Insurance Fraud NEWS
Alabama pharma sued for suspected cons in glucose test strips
September 19, 2018, Montgomery, AL
A pharmaceutical company is suing a pharmacy network that operates in Alabama for fraudulently billing insurance companies for expensive blood glucose test strips that either weren't shipped or patients received a cheaper brand.
The civil case was filed in the Northern District of Alabama on September 11 by attorneys for the pharmaceutical company Roche Diagnostics Corporation. The case is filed against the Priority Healthcare Network, which operates pharmacies primarily in Alabama and Mississippi.
In the filing, Roche claims Priority Healthcare was billing insurance companies for hundreds of thousands of boxes of glucose test strips. But, the filing states, the pharmacies had only purchased and delivered to customers a fraction of the number they reported.
The Priority Care network "is engaged in a nationwide scheme to carry out insurance fraud related to diabetes care supplies, specifically the test strips used to monitor the level of glucose in the blood," the complaint says. "The Priority Care enterprise bills insurance companies multiple millions of dollars annually for blood-glucose test strips that are either not shipped to patients at all, or are different from--and priced much higher than--the products that patients actually receive."
When pharmacies are audited and insurance, or pharmacy benefit managers, cut off benefits for the pharmacy in question, the filing says Priority Care simply moves customers' prescriptions to other pharmacies in the network.
From January 1, 2013 through the end of the first quarter of 2018, Roche paid more than $37.5 million dollars to insurance companies and their PBMs for these test strips that were either not shipped to patients or were different from those that patients actually received.

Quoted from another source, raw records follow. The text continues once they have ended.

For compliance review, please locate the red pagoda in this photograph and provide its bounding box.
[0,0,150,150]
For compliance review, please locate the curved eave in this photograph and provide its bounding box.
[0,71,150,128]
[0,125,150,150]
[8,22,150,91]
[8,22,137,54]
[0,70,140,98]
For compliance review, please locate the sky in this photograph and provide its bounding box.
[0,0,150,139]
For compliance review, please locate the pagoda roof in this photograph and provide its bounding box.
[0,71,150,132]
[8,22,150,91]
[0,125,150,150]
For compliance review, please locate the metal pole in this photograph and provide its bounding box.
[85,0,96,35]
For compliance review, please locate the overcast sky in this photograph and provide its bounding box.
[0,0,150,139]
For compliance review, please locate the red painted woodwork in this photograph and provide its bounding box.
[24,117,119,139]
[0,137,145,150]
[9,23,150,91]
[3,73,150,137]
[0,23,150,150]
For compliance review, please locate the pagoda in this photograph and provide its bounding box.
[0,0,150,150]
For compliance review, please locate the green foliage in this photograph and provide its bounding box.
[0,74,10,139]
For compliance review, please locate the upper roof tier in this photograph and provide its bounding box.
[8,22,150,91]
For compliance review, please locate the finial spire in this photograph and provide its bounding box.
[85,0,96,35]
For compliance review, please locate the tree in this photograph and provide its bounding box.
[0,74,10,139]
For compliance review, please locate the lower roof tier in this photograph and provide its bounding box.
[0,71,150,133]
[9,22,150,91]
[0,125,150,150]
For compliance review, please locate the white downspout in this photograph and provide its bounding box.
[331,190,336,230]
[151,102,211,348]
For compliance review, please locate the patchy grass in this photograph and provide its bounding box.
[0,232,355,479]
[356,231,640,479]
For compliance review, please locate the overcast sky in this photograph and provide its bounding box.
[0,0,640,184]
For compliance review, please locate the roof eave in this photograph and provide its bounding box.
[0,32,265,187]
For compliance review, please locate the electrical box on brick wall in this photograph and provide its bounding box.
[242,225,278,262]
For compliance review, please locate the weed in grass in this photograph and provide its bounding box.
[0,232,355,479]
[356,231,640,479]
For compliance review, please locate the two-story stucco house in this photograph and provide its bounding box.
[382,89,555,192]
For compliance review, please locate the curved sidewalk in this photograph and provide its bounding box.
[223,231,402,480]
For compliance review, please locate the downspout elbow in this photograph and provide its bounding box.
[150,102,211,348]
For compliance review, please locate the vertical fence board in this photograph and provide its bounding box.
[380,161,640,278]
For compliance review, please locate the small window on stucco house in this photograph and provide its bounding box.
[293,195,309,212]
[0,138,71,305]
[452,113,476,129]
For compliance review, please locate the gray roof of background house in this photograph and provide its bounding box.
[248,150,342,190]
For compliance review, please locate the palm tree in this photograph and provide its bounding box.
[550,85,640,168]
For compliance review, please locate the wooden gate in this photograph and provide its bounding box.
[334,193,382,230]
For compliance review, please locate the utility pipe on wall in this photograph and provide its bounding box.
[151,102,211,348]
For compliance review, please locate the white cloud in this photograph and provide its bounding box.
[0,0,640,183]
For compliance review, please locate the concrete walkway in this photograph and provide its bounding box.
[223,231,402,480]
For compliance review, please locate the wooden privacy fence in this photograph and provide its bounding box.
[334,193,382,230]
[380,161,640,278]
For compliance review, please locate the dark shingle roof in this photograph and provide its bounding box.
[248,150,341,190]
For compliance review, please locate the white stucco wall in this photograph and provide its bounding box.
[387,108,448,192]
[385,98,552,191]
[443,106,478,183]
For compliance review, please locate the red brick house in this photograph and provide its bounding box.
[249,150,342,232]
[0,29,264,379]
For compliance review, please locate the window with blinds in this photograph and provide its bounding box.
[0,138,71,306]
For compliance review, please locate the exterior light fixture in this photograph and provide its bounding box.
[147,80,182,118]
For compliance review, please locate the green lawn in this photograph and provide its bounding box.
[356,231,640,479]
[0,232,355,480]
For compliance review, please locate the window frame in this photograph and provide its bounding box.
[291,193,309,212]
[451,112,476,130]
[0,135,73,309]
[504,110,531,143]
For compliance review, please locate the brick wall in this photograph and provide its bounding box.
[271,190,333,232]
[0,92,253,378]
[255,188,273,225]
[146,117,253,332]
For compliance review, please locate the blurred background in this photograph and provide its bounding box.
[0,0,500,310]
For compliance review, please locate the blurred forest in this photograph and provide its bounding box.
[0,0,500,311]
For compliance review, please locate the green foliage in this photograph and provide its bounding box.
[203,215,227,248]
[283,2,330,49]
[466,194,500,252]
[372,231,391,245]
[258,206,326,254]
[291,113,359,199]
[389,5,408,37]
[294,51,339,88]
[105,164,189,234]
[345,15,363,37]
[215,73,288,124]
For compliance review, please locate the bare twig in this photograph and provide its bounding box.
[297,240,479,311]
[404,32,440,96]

The filing states that Priority Healthcare operated several pharmacies in Phenix City, Jasper, Carbon Hill, Pinson, and Vincent. These included Vickers Priority Care Pharmacy, Carbon Hill Express Care Pharmacy, Vincent Priority Care Pharmacy, Jasper Express Care Pharmacy, Bowie's Priority Care Pharmacy, B & K Priority Care Pharmacy, Medical Park Pharmacy.
It's unclear what kind of test strips patients who ordered through these pharmacies actually received.
"Documents obtained by Roche show that some of Priority Care's patients are receiving Roche-branded products that have different product codes (and different prices) than the ones for which Priority Care submitted insurance claims," Roche's complaint states.
"However, Priority Care's fraudulent switching of one Roche product for a different one explains only a small portion of the discrepancy...Priority Care has submitted hundreds of thousands more insurance claims for Roche's retail test strips than the total number of Roche products that Priority Care's records (or Roche's records) document that Priority Care actually purchased. These hundreds of thousands of insurance claims for Roche retail strips are completely unaccounted for."
According to the complaint, the Priority Care network is controlled by Phillip Anthony Minga and Konie Minga. Phillip Minga has previously been convicted of criminal insurance fraud and has been banned by the federal government from providing mail-order diabetes care supplies to Medicare patients, the filing says. His wife Konie Minga's name appears as the owner on the network's pharmacies, but workers say Phillip Minga is personally involved, according to the filing.
U.S. Chief District Judge Karon O Bowdre ordered Monday that Priority Care not purchase or submit any more reimbursements to insurance companies for test strips until the case is adjudicated. Priority Care was also ordered to provide information like what products patients actually received, and how many claims the company made since April, by October 2.
The judge ordered that both parties meet for mediation before October 17.
An attorney for Priority Healthcare declined to comment.